北朝鮮砲撃:米空母艦隊、北朝鮮全土を攻撃可能

28日から西海で韓米合同軍事演習

 28日から四日間にわたり西海(黄海)で行われる韓米合同軍事演習は、北朝鮮による延坪島砲撃に対する警告の意味合いも込められている。合同参謀本部の関係者は、「これは以前から計画されていた訓練だ。しかし、今回の延坪島砲撃の影響で、そのレベルや詳しい内容はやや変更されるだろう」と述べた。

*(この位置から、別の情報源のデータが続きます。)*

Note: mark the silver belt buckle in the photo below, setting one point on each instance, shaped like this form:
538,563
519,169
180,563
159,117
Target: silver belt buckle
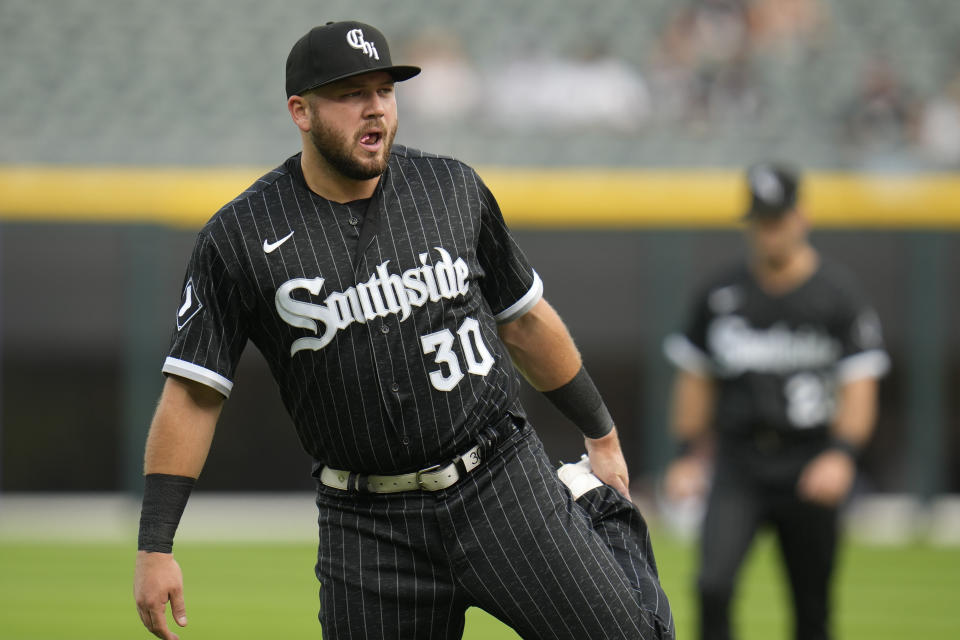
420,474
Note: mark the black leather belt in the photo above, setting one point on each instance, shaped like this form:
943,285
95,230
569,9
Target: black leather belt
432,478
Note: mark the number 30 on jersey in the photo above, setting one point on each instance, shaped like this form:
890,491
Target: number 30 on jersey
475,354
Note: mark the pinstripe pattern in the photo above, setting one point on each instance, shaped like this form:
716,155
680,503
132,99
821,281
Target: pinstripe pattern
508,539
364,401
387,358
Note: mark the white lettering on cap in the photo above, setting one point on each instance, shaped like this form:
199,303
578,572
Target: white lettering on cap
356,40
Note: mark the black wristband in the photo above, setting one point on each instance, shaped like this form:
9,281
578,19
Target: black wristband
684,448
580,401
845,446
164,499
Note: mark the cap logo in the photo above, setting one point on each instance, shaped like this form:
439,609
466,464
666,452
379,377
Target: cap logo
767,186
355,39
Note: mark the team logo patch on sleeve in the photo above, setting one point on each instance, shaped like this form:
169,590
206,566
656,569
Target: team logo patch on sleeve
190,305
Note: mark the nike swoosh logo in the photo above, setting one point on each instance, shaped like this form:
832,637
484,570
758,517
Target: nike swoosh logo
269,247
188,302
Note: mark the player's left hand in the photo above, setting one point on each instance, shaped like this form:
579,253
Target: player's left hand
827,479
607,461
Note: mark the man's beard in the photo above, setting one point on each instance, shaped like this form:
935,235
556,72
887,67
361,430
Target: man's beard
336,150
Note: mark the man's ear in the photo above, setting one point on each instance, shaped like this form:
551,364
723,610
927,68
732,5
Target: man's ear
299,111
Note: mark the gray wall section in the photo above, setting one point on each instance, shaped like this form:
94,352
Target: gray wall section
87,311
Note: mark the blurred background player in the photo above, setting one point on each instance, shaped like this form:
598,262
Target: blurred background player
775,394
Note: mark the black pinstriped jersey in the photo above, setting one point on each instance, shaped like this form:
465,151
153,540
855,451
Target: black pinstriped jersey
386,355
777,359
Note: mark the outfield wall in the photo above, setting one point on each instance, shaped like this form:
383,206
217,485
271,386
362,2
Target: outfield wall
91,263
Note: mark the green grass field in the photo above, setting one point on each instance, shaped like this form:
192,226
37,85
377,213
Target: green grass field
83,592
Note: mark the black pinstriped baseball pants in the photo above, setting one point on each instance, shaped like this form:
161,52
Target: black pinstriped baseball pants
807,534
508,539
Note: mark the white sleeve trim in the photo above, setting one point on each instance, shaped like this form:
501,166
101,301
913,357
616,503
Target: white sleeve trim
524,304
199,374
685,355
867,364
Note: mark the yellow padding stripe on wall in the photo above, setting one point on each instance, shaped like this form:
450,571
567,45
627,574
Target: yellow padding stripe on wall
539,198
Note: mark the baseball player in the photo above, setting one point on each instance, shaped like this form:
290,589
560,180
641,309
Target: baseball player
776,388
391,302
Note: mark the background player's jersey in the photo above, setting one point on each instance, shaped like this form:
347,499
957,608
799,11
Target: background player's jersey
384,344
777,360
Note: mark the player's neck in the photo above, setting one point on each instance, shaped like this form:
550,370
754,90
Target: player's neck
327,182
780,277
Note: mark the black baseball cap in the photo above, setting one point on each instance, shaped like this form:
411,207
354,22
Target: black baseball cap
339,50
773,190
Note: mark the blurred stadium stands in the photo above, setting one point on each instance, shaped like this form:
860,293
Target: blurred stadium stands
201,82
854,85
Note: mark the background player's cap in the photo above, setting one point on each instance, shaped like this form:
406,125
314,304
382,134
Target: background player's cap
773,190
339,50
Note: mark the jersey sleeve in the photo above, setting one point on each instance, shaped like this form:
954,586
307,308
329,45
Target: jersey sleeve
863,354
687,349
210,331
510,285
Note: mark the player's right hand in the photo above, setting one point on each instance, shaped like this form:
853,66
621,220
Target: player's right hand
686,478
156,581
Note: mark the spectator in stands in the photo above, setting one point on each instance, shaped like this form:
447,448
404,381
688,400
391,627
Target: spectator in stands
702,71
789,30
881,116
449,88
592,89
938,134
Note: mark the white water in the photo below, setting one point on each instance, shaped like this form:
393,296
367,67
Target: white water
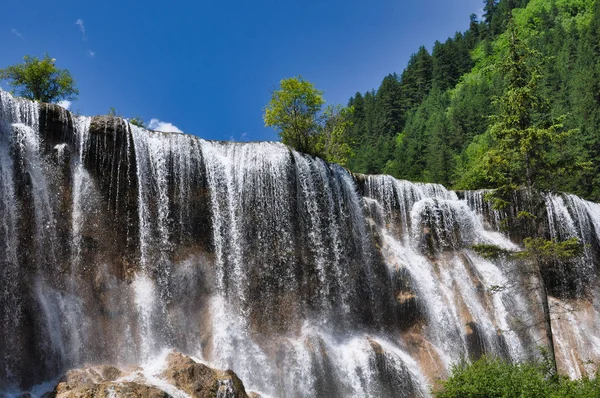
260,259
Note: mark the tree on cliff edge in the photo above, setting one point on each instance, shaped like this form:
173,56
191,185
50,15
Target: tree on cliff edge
40,80
295,111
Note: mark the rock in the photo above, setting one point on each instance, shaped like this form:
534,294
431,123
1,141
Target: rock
200,381
101,381
182,372
109,390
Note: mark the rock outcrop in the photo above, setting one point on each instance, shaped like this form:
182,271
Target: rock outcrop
181,376
200,381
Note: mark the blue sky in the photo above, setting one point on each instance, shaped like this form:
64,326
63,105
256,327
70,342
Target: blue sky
208,67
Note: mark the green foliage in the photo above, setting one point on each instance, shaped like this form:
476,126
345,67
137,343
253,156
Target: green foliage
332,142
293,111
491,377
40,80
497,105
490,251
522,148
548,250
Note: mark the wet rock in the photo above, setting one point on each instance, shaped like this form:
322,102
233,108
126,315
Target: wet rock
200,381
109,389
182,372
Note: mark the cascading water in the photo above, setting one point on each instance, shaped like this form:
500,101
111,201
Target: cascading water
118,243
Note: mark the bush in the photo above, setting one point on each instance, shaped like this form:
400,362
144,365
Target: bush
491,377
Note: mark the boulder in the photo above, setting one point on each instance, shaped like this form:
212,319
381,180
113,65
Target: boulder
200,381
181,372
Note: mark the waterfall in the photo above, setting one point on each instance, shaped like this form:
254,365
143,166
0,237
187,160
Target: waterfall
118,243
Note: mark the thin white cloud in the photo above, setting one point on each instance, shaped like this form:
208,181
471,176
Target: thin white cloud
17,33
158,125
79,23
65,104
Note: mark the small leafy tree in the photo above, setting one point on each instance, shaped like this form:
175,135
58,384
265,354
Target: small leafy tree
40,80
294,112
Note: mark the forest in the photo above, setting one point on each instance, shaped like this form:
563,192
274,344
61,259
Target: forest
436,121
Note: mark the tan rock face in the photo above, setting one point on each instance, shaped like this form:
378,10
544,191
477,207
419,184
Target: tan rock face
109,390
200,381
183,373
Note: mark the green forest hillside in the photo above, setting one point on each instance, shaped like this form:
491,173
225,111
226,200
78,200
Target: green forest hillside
433,122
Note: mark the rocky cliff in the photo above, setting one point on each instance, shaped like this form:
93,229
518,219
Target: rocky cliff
118,243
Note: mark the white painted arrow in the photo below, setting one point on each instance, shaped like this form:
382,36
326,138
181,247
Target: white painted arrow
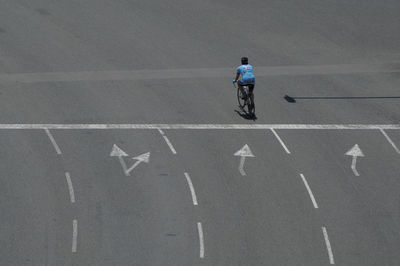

 24日に横須賀基地を出航した米原子力空母ジョージ・ワシントンは、全長360メートル、高さ81メートル、排水量9万7000トンで、乗組員6000人以上を擁している。現在、米第7艦隊に所属しており、文字通り小さな町といえるほどの規模だ。戦略爆撃機FA-18が20機以上をはじめ、早期警戒機も5、6機、さらには巡航ミサイル・トマホークも搭載しており、非常に強大な攻撃力も備えている。韓国海軍の関係者はジョージ・ワシントンについて、「一つの地域を一瞬にして焼け野原にできるほどの能力を持つ」と説明する。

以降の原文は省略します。